Single by John Legend featuring Ludacris

from the album Think Like a Man
- Released: January 23, 2012
- Genre: R&B
- Length: 3:59
- Label: Columbia
- Songwriters: Allen Arthur; Christopher Bridges; Keith Justice; John Stephens; Miguel Pimentel; Clayton Reilly;
- Producer: Phatboiz

John Legend singles chronology
| "When Christmas Comes" (2011) | "Tonight (Best You Ever Had)" (2012) | "Who Do We Think We Are" (2013) |

Ludacris singles chronology
| "Wet the Bed" (2011) | "Tonight (Best You Ever Had)" (2012) | "Jingalin" (2012) |

= Tonight (Best You Ever Had) =

"Tonight (Best You Ever Had)" is a song by American singer-songwriter John Legend featuring American rapper Ludacris, released on January 23, 2012, through Columbia Records.
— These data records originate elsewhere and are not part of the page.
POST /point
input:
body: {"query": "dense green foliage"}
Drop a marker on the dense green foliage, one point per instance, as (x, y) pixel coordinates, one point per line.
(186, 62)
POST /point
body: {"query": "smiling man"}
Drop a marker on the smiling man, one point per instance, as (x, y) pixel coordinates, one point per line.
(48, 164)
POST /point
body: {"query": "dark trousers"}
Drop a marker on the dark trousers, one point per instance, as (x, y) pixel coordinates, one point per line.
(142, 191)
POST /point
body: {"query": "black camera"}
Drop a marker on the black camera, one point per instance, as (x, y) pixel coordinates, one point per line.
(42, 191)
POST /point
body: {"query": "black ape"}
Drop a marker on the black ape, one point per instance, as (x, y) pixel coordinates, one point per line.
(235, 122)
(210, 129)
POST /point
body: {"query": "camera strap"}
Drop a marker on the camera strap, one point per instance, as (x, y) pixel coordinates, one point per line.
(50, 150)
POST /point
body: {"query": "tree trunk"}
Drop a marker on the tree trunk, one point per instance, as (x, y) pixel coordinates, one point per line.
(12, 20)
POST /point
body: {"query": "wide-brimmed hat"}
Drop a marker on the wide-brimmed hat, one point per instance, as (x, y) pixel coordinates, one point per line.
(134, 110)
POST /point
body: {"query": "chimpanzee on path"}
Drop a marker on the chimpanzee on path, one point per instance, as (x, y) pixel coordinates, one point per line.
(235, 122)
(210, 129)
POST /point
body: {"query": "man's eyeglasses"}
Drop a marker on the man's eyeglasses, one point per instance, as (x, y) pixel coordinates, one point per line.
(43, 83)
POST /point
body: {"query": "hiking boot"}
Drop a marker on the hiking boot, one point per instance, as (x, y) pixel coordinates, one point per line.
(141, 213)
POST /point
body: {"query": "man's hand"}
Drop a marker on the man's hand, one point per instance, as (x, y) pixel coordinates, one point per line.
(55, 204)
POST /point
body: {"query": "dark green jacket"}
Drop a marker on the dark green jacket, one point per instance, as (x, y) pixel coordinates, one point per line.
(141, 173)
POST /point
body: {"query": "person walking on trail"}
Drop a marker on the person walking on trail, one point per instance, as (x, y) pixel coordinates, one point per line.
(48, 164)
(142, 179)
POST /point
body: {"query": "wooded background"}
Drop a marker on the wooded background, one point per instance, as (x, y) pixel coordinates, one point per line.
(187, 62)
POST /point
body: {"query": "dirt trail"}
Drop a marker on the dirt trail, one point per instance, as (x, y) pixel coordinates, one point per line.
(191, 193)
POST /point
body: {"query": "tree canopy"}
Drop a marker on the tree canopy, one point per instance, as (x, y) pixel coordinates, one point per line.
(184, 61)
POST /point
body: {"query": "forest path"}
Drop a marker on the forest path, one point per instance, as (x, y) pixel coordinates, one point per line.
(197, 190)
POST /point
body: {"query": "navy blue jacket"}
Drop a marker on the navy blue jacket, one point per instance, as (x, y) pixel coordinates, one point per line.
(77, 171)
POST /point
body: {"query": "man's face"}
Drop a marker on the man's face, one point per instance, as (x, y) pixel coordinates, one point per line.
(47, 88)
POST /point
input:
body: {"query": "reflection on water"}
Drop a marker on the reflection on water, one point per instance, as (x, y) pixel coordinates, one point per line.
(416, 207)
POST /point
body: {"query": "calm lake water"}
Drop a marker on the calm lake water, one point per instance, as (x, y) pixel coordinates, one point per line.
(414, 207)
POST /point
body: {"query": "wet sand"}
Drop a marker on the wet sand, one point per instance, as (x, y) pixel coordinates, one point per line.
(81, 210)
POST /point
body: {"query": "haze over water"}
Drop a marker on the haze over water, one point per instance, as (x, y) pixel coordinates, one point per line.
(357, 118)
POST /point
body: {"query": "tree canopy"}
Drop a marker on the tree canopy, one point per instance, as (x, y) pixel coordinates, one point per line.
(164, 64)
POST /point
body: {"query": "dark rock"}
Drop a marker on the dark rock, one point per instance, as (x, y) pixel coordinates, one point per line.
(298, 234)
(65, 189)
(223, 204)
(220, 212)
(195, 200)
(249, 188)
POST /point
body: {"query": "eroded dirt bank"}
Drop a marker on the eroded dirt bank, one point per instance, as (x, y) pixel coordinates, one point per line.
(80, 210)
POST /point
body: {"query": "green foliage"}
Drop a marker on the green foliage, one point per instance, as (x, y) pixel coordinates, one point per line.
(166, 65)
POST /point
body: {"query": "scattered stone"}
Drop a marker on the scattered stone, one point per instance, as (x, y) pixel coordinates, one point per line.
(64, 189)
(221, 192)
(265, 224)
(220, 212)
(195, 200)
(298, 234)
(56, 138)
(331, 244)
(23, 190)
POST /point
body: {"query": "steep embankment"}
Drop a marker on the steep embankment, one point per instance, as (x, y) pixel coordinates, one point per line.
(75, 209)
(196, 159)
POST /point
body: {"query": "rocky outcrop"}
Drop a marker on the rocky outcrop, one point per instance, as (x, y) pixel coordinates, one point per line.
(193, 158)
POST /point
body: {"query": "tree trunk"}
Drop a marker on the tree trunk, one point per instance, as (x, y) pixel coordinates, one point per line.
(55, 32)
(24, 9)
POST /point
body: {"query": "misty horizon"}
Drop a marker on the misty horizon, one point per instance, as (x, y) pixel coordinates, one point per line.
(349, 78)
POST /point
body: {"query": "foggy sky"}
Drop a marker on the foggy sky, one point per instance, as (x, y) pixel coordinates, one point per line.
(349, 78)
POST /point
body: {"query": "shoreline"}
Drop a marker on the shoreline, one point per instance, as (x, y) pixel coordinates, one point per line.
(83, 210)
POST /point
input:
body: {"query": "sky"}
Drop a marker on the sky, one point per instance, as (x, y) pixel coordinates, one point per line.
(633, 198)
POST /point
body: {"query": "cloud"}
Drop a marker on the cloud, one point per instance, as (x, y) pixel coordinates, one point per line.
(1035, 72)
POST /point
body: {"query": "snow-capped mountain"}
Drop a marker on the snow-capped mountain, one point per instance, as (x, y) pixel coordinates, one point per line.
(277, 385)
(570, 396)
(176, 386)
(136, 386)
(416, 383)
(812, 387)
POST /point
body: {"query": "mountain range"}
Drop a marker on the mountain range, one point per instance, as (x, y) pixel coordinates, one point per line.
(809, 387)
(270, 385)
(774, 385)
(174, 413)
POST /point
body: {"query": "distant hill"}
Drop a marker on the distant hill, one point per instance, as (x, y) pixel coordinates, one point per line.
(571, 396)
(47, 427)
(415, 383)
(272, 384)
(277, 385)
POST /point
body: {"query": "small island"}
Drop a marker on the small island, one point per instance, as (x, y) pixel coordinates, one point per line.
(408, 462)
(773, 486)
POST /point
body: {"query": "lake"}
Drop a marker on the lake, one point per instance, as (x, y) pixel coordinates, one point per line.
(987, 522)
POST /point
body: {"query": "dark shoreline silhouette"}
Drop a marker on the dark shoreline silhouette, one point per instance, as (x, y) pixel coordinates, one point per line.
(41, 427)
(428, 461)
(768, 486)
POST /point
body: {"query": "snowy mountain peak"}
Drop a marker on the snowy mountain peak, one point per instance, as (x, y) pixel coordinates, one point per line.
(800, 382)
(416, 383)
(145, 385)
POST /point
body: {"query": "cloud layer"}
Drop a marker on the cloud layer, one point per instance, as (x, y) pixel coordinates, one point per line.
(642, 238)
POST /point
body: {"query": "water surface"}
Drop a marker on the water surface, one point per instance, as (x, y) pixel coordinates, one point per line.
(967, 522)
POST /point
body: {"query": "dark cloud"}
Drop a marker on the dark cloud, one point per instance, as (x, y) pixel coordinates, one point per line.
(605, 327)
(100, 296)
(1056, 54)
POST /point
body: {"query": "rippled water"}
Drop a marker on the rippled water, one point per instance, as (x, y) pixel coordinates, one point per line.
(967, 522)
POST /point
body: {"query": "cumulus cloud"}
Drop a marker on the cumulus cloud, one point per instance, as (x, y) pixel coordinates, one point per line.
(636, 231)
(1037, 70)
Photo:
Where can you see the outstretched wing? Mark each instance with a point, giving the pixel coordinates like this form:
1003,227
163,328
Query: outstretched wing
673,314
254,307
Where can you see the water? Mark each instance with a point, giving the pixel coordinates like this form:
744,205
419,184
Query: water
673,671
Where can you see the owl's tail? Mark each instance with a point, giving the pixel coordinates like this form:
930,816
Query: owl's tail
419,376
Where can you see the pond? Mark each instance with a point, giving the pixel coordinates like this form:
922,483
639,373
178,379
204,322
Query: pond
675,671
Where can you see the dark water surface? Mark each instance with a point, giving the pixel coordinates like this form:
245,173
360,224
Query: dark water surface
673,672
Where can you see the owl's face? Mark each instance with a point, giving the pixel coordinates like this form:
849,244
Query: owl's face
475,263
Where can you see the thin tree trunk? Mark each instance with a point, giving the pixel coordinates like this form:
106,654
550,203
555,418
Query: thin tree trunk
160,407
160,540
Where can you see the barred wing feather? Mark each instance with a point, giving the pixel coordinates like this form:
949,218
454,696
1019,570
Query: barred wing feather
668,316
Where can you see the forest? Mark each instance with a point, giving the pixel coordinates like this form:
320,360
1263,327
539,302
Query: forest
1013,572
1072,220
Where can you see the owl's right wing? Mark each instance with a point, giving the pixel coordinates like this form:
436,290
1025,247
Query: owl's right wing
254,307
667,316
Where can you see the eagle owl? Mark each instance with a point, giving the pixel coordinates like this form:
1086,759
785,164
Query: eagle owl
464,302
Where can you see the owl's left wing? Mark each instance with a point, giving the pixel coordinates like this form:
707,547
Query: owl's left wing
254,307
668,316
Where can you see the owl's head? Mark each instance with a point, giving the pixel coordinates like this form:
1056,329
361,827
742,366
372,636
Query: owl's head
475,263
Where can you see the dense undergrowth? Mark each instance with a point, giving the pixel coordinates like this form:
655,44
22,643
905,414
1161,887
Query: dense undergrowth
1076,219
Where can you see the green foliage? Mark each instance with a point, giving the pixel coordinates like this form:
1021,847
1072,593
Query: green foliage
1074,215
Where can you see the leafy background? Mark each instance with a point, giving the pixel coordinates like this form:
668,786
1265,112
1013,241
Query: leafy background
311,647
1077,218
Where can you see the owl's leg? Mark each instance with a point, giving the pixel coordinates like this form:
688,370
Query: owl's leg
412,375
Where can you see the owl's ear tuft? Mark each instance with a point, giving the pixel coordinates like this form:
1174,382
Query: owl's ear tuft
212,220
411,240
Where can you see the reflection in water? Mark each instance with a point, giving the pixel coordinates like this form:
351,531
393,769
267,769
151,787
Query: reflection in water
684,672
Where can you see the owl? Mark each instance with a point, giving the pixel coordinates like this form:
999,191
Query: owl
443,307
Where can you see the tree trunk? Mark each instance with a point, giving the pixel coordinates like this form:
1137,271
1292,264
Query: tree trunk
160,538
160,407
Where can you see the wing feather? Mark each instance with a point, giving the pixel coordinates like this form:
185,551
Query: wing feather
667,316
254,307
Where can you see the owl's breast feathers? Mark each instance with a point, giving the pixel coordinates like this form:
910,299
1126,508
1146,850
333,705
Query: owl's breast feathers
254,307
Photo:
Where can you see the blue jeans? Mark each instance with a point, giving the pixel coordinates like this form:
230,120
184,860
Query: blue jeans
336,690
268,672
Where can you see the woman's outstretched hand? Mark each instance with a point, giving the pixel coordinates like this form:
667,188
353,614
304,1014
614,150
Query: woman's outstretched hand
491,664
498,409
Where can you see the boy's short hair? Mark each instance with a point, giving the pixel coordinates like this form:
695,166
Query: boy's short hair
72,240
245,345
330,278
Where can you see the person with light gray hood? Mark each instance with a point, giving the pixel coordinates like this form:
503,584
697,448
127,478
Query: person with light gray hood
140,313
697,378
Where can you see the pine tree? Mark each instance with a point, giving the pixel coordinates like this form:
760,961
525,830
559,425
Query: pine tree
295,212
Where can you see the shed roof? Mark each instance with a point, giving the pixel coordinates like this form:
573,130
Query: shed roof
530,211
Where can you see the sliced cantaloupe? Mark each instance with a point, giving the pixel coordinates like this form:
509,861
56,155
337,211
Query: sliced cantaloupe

Written alongside Miguel and production group Phatboiz, the song served as the second single from the soundtrack to the 2012 American romantic comedy film Think Like a Man. "Tonight (Best You Ever Had)" peaked at number 12 on the US Billboard Hot R&B/Hip-Hop Songs and reached the lower half of the US Billboard Hot 100. It reached platinum status in the United States and earned a Grammy Award nomination for Best Rap/Sung Performance.

==Track listing==

Digital download
| No. | Title | Length |
|---|---|---|
| 1. | "Tonight (Best You Ever Had) (featuring Ludacris)" | 3:59 |

==Charts==
===Weekly charts===

Weekly chart performance for "Tonight (Best You Ever Had)"
| Chart (2012) | Peak position |
|---|---|
| Italy (FIMI) | 16 |
| US Billboard Hot 100 | 79 |
| US Hot R&B/Hip-Hop Songs (Billboard) | 12 |

===Year-end charts===

Year-end chart performance for "Tonight (Best You Ever Had)"
| Chart (2012) | Position |
|---|---|
| Italy (FIMI) | 57 |
| US Adult R&B Songs (Billboard) | 3 |

==Certifications==

Certifications for "Tonight (Best You Ever Had)"
| Region | Certification | Certified units/sales |
| Australia (ARIA) | Gold | 35,000^{‡} |
| Italy (FIMI) | Platinum | 30,000^{*} |
| New Zealand (RMNZ) | Platinum | 30,000^{‡} |
| United States (RIAA) | 2× Platinum | 2,000,000^{‡} |
^{*} Sales figures based on certification alone. ^{‡} Sales+streaming figures based on certification alone.